Politically, of course, there is plenty happening here. We Germans of course welcomed the action of the Reich government with relief. The liberties that the Powers had taken were simply too much. If you could read the papers here (by the way, we didn’t send anything because I think the language would be too difficult for you!), you would throw up your hands in horror at the hypocrisy. Of course, people here are bound to cast suspicion on every German demand. If Germany calls for samples of all the weapons held by other nations, for the sake of its honor, then of course that’s immediately interpreted as meaning they just want to have the factories so they can manufacture as many of the weapons as they like. And all this at a time when Germany is surrounded by neighbors bristling with arms. Now they can see how far their League of Nations gets them. Over here they talk a lot of nonsense about moral isolation. In reality, they are the ones who are morally isolated.
The weather here is still remarkably mild and usually clear. We don’t understand why people told us this country was so northerly and cold.

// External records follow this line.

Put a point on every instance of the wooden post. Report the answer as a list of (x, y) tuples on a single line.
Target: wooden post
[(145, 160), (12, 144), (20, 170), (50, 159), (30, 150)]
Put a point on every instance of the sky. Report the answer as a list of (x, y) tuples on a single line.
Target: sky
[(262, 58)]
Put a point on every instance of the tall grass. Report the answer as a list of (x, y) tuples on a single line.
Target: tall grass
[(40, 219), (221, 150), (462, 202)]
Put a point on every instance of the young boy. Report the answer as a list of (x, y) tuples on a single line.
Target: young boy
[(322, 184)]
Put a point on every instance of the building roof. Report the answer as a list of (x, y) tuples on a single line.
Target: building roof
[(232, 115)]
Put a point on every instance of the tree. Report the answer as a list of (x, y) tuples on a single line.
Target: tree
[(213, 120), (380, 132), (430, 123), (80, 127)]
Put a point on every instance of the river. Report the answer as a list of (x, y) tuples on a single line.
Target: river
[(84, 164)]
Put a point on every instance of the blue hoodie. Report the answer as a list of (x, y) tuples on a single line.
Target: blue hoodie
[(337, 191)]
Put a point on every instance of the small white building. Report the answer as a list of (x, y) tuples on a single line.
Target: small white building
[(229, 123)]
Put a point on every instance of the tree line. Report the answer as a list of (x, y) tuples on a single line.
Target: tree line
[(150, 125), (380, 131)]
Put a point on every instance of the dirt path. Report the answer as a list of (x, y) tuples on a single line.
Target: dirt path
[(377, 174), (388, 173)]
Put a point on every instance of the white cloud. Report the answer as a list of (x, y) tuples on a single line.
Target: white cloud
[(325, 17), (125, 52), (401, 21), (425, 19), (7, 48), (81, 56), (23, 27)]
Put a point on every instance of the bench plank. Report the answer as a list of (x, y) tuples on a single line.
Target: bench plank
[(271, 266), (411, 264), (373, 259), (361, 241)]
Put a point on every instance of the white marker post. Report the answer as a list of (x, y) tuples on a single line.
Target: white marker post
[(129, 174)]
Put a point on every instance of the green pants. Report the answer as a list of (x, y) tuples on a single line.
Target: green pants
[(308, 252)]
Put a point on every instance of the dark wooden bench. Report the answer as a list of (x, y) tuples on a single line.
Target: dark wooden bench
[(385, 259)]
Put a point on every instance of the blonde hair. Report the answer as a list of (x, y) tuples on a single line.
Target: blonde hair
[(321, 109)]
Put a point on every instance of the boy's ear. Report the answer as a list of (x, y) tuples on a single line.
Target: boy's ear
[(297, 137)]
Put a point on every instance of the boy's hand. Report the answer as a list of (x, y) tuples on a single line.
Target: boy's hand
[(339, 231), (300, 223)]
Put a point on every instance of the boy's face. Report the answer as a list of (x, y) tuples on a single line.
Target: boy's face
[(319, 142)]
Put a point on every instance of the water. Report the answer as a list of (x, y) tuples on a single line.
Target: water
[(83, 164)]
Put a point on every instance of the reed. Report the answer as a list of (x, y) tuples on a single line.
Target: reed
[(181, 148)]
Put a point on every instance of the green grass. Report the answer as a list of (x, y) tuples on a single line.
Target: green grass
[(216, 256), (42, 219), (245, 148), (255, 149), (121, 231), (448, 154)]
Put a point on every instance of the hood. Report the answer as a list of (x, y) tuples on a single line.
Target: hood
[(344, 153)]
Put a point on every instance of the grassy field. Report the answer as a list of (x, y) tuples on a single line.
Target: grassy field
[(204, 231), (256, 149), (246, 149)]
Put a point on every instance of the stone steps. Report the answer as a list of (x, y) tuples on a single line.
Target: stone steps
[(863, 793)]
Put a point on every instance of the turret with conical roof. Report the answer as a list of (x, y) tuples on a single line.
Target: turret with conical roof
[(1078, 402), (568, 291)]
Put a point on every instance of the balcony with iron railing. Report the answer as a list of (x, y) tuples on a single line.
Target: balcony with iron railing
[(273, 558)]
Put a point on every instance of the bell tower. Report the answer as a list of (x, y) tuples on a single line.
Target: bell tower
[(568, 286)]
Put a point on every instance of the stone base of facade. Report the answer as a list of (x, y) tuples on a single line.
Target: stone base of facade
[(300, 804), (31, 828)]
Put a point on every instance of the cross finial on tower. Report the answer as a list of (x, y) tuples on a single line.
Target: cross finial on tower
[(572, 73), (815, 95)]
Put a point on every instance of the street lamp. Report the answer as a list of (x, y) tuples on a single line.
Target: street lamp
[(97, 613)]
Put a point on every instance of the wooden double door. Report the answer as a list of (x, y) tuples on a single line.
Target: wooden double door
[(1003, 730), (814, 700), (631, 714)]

We read recently that an almanac has been published by Schocken for 50 pf[ennigs], with essays by Kafka, Scholem, etc. Perhaps you could buy a copy and send it to us?
Warm regards, H[arry]
Today I only want to add a short greeting. We are still very well, and we continue to live a lonely and quiet life. Now and again we listen to the radio, recently we heard a London broadcast of Cavalleria Rusticana and right afterwards from Berlin the latest news and coverage of the Reichstag fire.
Do you know Thacker[a]y’s Vanity Fair? It’s a very gripping novel.
When we asked about the money, of course we didn’t mean we wanted you to send it. I was only interested to know whether it arrived.
How should we understand the comment about W.K.? Is he already in P[alestine]?
Erich [i.e. Margarethe's brother], have you thought about the stationery business? You didn’t answer regarding that. N.’s comment was very interesting, and it seems quite possible to succeed in it. Why don’t you have a serious word with the H.s? Perhaps you should use the free time that I suppose you have now to gather some specialized knowledge of the business. It’s a real shame I’m not there. We could do it together. But maybe I will join you later.
How is your health? The 10 pf. tours are a very good thing, because they help you get out of the house a bit.—In the last proofs, we thought the footnotes were quite mixed up. I hope you watched out for that.